Eva: Bryan, if anyone is qualified to write a book on fatherhood, I suppose it's you. Would you tell my readers about your family?
Bryan: Glad to, Eva. My wife, Susie and I have seven children, four girls and three boys. The oldest is James, our 21-year-old. He’s a student at Florida State University majoring in economics. Josiah is our 19-year-old tennis enthusiast who is attending the local community college. Arianna, our 17-year-old, is also attending community college and is planning to major in international economics. These three were educated all the way through high school in our homeschool. The rest of our children are currently homeschooled. Caleb is our 15-year-old high schooler, and plays the cello in an orchestra. Amanda is 13 years old and loves to sew and read.
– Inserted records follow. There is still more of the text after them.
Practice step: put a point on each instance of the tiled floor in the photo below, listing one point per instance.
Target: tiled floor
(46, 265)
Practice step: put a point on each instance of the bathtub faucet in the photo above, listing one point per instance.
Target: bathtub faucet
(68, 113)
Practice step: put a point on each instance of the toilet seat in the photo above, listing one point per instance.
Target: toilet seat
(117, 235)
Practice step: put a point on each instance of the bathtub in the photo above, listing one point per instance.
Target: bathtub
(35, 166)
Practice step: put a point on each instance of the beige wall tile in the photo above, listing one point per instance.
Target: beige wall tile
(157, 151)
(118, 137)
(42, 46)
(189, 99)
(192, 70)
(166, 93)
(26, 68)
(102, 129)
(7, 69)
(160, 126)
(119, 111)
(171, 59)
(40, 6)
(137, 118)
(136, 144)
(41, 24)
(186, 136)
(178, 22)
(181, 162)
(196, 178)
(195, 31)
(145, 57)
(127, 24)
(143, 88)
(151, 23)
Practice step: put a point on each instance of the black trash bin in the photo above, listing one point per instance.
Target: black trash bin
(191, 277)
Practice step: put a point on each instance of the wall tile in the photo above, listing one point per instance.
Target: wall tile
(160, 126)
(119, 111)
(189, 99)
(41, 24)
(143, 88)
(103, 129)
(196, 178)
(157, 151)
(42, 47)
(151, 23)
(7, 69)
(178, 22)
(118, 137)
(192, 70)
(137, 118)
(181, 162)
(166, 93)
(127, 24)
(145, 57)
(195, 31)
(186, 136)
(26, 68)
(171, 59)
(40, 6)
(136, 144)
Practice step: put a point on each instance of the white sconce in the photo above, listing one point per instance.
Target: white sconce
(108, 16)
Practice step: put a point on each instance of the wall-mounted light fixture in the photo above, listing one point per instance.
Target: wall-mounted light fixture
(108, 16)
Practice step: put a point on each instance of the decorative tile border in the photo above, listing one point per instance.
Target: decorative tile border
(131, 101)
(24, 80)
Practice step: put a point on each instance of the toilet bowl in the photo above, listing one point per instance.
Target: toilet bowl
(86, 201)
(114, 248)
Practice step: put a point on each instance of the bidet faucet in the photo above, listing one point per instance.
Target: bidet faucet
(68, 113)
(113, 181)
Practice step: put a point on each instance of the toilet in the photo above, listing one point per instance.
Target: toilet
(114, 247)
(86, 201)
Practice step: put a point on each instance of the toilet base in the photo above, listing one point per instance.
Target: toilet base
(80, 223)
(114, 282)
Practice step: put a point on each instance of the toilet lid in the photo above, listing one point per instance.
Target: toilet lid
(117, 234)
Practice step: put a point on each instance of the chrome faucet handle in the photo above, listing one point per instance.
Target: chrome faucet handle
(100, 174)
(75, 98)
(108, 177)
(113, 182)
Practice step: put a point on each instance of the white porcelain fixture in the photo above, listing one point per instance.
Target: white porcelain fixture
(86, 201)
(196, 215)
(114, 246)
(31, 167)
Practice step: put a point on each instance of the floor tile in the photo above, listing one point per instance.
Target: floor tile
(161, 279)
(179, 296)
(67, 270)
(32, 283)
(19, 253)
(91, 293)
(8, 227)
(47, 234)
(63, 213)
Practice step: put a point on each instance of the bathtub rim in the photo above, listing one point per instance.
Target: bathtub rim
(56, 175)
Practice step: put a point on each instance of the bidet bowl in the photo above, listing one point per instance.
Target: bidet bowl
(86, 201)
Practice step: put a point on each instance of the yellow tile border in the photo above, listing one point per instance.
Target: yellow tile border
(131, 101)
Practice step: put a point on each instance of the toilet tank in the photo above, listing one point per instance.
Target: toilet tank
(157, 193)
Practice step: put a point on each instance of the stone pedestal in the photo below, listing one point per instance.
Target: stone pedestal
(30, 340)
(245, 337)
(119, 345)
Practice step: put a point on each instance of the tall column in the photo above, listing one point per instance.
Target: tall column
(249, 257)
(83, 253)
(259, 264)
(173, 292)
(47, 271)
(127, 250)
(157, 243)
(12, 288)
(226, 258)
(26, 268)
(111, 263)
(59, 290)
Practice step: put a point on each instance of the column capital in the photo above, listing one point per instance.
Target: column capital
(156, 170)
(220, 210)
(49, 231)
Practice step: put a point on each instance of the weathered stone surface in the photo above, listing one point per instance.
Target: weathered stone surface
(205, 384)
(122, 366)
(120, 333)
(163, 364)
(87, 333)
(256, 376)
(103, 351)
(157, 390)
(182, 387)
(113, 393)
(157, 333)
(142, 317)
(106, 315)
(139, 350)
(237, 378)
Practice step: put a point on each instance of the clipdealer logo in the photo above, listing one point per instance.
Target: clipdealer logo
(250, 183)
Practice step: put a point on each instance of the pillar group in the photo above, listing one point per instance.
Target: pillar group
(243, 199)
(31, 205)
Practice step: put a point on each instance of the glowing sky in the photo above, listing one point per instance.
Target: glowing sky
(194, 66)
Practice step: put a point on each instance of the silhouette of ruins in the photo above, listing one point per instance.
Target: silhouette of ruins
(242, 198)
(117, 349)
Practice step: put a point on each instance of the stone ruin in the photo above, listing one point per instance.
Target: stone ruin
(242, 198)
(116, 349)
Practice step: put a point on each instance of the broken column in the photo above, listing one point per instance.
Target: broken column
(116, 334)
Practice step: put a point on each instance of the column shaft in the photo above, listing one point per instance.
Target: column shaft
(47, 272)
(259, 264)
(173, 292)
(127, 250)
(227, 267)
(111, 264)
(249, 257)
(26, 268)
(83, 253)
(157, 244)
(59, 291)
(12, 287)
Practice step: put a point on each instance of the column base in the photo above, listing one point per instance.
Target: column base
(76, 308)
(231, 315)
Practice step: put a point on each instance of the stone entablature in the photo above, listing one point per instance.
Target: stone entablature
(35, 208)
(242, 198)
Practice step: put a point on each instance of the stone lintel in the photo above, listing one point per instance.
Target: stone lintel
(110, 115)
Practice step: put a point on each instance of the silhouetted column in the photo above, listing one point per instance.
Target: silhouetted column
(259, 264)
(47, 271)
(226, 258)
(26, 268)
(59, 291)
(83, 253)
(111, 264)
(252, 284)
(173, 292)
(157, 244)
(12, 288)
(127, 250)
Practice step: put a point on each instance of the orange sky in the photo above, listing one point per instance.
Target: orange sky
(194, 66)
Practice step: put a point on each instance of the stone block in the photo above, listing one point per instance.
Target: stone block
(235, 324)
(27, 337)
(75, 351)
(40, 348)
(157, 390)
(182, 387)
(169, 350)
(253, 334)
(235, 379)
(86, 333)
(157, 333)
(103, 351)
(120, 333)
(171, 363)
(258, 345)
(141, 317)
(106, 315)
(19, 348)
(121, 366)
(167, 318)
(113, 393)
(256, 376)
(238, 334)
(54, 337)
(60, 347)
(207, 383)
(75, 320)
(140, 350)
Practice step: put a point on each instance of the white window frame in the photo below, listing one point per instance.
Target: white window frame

Rachel, our 9-year-old, is a blossoming pianist, and she also enjoys reading. Hannah is seven. She also plays piano, and, as the baby of the family, is a little ray of sunshine.
Eva: Do you mind talking a bit about your decision to sell your portion of an investment business?
Bryan: I felt God’s call to write about eight years ago, but I thought I could answer the call by writing at night after the children were in bed or during lunch breaks. The problem was that I couldn’t really devote the time I needed to learning the craft. My publishing results reflected my lack of skill. I couldn’t seem to get publishers interested in my work. I decided that the only way I could really break into the field would be to get the necessary training and make writing my career. I began asking God how to do that and still feed my family. I knew God would always supply my needs, but I didn’t know if that meant quitting my job and stepping out in faith without a salary. Eva, as you know, God is always faithful. Another company bought our investment firm, including my shares. I was able to transfer my duties to others over time, then leave the company and have some money to live on until my writing efforts bore financial fruit. I’m thankful to God for allowing me to make a smooth transition.
Eva: Bryan, what were the circumstances around the birthing of your book, The Image of a Father?
Birthing? I suppose this book had a 20-year gestation period. When my first son was born, I was clueless. I held him in my arms and said, “What do I do now?” There were plenty of books on what to do with a child, from changing diapers to planning for college, but what I really needed was something deeper, instructions on how to be the man I needed to be. This book shows a man how to reflect the image of God as a father, how to show our children what God is like. My desire to be a father after God’s own heart lead me to the Scriptures. I wanted to see the fatherhood of God and how he guided His people. Those reflections and studies brought about the birth of this book.